Apple unveils new iPhones for faster 5G wireless networks

Apple unveiled four new iPhones equipped with technology for use with faster new 5G wireless networks.

There’s the iPhone 12, which Apple says is more durable, with a 6.1-inch display, the same as the iPhone 11 but lighter and thinner, for $799 and the iPhone 12 Mini with a 5.4-inch display for $699.

They’ll come in black, white, red, green and blue.

A higher-end iPhone 12 Pro with more powerful cameras comes in silver, graphite, gold and blue, and will cost $999; the 12 Pro Max, with a 6.7-inch display, costs $1,099.

In a move that may annoy some consumers, Apple will no longer include charging adapters or earbuds with new phones. It will still come with a USB-C power cord.

Apple has one of the most loyal and affluent customer bases in the world, which has many analysts betting the next wave of phones will sell well. The iPhone remains the foundation of Apple’s business.

Apple boasted about the 5G capabilities and brought in Verizon CEO Hans Vestberg to champion the carrier’s network. 5G is supposed to mean much faster speeds, making it quicker to download movies or games, for instance.But finding those speeds can be a challenge. While telecom operators have been rolling out 5G networks, significant boosts in speed are still uncommon in much of the world, including the U.S. There are no popular new consumer applications that require 5G.

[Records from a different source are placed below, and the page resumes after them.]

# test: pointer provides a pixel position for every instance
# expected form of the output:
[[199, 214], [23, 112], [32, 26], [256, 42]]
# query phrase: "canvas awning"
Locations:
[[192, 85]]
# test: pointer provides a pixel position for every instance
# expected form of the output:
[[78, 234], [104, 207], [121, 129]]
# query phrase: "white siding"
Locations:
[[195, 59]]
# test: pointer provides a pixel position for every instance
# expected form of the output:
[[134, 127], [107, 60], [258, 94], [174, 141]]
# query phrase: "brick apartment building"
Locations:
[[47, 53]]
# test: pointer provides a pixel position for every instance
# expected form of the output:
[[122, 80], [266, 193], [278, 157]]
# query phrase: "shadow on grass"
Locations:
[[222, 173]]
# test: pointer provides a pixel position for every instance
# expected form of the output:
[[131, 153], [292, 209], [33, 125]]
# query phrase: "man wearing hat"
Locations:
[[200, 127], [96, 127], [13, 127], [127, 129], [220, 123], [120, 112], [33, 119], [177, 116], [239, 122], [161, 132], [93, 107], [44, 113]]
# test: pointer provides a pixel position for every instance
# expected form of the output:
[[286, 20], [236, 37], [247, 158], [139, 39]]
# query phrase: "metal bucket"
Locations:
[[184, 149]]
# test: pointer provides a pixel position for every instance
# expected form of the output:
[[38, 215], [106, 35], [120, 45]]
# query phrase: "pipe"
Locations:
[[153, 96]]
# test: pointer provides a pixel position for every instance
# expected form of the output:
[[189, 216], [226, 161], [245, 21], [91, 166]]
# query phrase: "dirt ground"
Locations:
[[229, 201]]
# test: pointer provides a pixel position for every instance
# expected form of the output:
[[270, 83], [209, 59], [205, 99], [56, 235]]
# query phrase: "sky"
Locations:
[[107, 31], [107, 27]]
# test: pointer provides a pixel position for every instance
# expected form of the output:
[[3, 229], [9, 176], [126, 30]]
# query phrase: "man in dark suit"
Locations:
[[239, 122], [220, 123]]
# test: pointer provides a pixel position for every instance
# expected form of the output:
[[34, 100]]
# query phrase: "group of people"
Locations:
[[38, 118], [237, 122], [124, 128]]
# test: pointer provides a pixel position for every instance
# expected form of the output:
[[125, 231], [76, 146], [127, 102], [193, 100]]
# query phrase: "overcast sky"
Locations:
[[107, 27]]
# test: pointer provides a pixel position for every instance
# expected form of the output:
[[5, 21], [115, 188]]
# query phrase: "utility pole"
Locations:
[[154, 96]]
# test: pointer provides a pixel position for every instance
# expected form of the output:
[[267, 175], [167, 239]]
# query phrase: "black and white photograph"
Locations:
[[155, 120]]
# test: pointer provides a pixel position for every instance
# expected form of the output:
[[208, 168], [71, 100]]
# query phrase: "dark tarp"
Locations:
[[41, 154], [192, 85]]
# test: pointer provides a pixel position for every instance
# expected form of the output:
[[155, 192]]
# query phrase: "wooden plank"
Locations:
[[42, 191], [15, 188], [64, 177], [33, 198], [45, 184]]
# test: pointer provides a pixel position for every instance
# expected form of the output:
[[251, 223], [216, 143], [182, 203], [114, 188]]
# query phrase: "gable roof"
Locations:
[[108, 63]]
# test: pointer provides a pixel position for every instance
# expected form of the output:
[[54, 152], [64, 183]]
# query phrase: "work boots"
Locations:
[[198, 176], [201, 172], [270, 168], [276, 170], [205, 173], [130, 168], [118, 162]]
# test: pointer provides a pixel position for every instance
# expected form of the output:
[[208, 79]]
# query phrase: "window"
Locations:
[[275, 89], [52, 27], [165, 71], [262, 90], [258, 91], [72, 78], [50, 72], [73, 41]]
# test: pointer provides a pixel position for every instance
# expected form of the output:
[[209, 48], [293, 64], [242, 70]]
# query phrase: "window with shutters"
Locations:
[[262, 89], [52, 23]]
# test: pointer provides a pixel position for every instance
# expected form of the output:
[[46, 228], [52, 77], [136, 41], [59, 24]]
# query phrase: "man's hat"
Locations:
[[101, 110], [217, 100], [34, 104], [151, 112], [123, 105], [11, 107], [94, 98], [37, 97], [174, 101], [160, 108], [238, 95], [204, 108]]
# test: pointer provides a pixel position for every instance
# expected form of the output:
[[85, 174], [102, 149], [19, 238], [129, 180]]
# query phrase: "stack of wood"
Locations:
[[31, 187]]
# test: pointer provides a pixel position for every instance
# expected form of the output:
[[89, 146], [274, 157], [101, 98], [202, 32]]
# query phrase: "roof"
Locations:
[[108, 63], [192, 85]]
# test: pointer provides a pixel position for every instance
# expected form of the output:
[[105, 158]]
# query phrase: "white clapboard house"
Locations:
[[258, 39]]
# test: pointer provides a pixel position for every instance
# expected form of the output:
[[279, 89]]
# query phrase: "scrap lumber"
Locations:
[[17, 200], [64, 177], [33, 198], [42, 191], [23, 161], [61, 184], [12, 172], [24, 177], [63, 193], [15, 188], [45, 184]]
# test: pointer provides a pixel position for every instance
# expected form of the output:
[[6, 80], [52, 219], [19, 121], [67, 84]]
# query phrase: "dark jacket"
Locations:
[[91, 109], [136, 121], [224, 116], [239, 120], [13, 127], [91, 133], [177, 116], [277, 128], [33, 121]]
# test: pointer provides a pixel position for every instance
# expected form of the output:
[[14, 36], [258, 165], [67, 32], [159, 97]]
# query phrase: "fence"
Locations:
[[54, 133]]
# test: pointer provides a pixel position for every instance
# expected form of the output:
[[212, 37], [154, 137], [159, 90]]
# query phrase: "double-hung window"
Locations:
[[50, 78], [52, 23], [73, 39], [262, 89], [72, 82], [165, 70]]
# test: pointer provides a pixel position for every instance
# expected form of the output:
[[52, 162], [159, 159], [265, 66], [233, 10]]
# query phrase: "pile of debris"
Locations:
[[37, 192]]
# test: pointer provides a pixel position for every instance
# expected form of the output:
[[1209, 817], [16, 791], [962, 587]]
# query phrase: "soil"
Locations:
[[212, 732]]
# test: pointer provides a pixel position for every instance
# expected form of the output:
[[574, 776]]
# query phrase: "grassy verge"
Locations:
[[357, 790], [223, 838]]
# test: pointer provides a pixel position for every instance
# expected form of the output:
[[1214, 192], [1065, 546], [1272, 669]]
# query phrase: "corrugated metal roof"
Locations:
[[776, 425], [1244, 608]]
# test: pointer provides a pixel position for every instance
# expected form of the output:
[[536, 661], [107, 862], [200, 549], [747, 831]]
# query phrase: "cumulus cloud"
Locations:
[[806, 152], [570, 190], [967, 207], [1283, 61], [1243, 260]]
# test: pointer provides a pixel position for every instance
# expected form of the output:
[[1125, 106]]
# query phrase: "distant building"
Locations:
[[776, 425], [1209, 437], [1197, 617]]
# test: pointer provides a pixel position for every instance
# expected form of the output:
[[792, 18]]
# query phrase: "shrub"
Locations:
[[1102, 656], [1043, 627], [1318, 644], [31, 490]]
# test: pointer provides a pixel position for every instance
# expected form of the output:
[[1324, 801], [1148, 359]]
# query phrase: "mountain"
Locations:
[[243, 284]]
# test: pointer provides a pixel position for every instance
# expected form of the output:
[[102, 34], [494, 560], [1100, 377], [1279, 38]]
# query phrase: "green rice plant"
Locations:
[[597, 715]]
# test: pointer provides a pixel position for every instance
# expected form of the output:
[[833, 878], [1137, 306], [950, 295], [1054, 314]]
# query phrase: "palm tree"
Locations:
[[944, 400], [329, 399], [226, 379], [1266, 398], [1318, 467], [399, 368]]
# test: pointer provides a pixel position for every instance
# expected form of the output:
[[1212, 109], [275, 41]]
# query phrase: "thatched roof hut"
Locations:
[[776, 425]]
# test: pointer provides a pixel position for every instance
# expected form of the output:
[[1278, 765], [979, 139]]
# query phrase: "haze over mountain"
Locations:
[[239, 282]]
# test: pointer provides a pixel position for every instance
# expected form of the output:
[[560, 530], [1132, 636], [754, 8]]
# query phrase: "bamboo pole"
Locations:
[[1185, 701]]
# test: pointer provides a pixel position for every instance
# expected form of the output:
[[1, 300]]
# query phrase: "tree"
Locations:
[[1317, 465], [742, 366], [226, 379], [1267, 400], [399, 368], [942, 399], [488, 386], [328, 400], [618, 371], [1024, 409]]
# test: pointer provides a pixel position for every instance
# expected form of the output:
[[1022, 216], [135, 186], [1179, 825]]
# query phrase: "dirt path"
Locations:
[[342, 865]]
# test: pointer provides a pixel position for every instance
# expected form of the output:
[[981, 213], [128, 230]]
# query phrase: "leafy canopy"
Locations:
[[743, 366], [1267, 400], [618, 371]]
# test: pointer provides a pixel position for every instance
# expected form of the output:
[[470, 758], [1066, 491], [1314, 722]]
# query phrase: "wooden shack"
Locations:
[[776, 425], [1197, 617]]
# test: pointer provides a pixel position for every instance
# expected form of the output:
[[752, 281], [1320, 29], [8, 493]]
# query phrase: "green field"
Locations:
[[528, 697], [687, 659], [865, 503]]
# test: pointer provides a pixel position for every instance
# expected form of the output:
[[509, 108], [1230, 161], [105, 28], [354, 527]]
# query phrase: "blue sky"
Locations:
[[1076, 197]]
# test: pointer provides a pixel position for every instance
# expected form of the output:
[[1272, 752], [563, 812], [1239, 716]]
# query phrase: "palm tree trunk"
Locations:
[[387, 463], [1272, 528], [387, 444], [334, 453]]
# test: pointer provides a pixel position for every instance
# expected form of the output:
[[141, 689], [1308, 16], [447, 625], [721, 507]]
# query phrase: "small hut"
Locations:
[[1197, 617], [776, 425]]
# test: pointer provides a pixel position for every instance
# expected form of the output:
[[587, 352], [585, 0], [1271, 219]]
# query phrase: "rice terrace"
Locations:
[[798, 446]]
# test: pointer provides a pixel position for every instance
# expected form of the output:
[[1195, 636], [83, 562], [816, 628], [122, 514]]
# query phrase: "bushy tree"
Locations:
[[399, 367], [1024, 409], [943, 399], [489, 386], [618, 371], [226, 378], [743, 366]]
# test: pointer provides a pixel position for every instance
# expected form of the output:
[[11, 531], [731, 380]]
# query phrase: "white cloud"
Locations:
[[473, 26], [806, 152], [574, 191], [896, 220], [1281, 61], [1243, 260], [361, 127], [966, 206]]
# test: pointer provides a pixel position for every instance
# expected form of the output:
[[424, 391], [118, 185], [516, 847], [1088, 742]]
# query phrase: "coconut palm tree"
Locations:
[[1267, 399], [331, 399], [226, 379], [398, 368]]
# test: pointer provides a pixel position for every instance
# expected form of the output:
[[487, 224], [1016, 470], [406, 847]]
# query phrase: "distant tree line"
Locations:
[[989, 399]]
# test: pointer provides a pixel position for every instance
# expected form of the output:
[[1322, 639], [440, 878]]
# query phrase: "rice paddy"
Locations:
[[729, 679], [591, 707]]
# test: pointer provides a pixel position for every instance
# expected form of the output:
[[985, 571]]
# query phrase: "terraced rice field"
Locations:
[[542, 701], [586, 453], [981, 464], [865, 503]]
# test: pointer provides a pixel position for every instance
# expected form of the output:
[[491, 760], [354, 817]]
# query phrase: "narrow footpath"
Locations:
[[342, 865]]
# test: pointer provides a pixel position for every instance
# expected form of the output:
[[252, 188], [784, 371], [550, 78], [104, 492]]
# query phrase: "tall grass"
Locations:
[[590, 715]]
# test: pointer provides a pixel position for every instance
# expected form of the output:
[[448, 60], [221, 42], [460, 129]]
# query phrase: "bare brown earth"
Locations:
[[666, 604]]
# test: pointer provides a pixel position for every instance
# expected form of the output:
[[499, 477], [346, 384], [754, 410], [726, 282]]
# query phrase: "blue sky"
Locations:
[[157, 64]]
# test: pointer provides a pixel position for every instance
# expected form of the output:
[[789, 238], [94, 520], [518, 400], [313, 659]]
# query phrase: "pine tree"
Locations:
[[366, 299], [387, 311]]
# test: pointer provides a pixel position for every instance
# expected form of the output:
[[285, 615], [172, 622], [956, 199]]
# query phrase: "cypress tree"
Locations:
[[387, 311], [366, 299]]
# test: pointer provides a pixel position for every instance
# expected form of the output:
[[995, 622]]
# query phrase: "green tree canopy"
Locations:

The iPhone models unveiled Tuesday will launch at different times. The iPhone 12 and 12 Pro will be available starting Oct. 23; the Mini and the Pro Max will follow on Nov. 13.

That compresses Apple’s window for building up excitement heading into the holiday season.

Consumers are generally expected to have less money to spend amid high unemployment and economic anxiety due to the COVID-19 pandemic.

Although other parts of Apple’s business are now growing more rapidly, the iPhone remains the biggest business of a technology juggernaut currently worth about $2 trillion, nearly double its value when stay-at-home orders imposed in the U.S in mid-March plunged the economy into a deep recession.

The pandemic temporarily paralyzed Apple’s overseas factories and key suppliers, leading to a delay of the latest iPhones from their usual late September rollout. The company also closed many of its U.S. stores for months because of the pandemic, depriving Apple of a prime showcase for its products.